When giving instructions, avoid verbal instructions, as this will overload the student's short term memory. Write them down, and if it's a task to be repeated often, help them learn it their way. This will make it easier in the long run, as you'll only need to say "Do X", and they'll know exactly what to do. Another thing autistic people are said to be poor at is generalisation. This is only true in a sense. We can generalise some things (in some cases better than typical people). It's best not to assume either way, until you know for sure. Some of your students may have a knack for coming up with unconventional, but very sound ideas. This should be encouraged (hey, I get paid for it! :) ).

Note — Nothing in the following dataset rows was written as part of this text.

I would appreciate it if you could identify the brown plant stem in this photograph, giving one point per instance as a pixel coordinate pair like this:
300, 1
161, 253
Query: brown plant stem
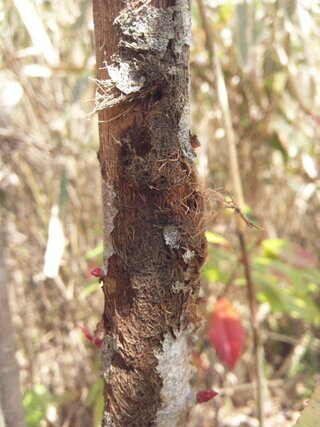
154, 242
10, 396
222, 96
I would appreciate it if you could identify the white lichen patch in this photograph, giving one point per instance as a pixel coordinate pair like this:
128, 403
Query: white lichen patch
183, 132
182, 25
126, 77
107, 420
151, 30
175, 371
109, 346
110, 211
171, 236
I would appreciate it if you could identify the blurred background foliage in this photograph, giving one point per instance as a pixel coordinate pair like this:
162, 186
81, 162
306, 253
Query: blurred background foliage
51, 205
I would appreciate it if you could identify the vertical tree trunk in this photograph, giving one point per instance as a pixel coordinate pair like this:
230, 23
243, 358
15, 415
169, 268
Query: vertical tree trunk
153, 210
10, 396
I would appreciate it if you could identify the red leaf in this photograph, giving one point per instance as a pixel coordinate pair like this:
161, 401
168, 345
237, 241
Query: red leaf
226, 332
205, 395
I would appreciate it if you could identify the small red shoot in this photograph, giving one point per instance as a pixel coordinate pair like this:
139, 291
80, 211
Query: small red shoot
205, 395
226, 332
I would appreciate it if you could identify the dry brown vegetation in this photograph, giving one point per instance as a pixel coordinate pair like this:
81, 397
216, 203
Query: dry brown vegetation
269, 54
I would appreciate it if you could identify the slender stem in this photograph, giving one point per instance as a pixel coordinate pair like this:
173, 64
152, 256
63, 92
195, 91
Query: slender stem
223, 100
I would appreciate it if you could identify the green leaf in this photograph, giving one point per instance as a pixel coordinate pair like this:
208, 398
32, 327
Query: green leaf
92, 287
311, 414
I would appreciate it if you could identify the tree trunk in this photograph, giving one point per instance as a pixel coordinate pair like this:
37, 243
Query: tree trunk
10, 396
153, 210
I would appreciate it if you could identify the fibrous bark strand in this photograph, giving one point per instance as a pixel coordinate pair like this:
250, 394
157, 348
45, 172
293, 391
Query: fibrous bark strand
154, 234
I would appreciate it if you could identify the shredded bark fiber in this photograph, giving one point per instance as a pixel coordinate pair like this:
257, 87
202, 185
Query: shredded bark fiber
153, 210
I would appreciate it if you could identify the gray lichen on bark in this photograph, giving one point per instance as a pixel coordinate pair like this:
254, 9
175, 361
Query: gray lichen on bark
153, 210
108, 196
176, 394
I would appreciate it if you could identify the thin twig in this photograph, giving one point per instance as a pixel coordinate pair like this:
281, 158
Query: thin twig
222, 97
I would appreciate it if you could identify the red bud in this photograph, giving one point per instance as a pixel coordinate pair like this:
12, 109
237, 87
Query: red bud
97, 272
205, 395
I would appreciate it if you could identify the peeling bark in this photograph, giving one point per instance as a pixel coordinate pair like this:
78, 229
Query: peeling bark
153, 210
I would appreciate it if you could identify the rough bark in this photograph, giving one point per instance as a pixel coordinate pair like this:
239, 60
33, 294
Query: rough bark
153, 210
10, 396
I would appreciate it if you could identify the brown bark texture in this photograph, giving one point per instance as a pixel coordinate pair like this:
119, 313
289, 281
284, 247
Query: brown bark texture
153, 210
10, 396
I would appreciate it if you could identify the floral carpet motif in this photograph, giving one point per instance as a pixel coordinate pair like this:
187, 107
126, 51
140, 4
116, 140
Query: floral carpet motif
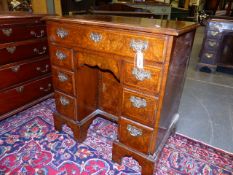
30, 145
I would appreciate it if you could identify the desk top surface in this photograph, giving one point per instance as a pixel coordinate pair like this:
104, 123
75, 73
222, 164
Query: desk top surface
158, 26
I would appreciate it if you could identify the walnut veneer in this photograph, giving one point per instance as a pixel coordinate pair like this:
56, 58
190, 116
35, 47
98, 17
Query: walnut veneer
94, 73
24, 63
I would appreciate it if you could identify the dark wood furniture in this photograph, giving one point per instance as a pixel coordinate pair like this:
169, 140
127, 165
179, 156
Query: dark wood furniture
24, 63
216, 51
94, 73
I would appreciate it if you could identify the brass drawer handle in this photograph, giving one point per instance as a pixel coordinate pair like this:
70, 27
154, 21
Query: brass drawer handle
20, 89
60, 55
37, 51
138, 102
62, 77
7, 31
46, 89
61, 33
64, 101
96, 37
15, 68
43, 70
138, 45
11, 49
37, 35
134, 131
214, 33
212, 43
209, 55
141, 74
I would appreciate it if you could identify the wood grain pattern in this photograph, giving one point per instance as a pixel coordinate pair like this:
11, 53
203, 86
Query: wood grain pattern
63, 80
24, 71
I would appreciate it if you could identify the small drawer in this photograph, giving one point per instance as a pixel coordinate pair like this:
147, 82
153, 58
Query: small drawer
23, 50
14, 32
65, 105
108, 41
20, 72
135, 135
139, 107
61, 57
148, 78
214, 34
211, 44
63, 80
16, 97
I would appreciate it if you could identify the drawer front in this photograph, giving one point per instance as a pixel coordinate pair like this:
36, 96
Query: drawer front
18, 73
63, 80
65, 105
135, 135
14, 98
114, 42
211, 44
214, 34
23, 50
12, 33
61, 57
148, 78
139, 107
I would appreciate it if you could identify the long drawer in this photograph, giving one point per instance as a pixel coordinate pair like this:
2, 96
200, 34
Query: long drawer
12, 33
20, 72
14, 98
22, 50
108, 41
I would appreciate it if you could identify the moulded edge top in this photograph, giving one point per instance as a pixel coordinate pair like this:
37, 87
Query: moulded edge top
167, 27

This is a very bried overview of how my mind works. It's early days yet as far as my understanding in this area goes, because of the nature of my processing, which is difficult to describe with words. As I come to understand this more, I will add to this page, and I hope this has been of benefit to someone out there. Of course, disclaimers apply. I'm a unique individual, and this information may or may not apply to others. If you're autistic, use you own good judgement as to whether this applies to you. If you're a parent or teacher, if you use this, take note of how the child responds, and if it's not a positive response, it could be because their brain is wired different to mine, and your old methods may be better. If you're a researcher in the field of autism, you could help quantify this information, and help seek out other strategies for the benefit of all. I hope my inside view is of use to researchers seeking to understand us.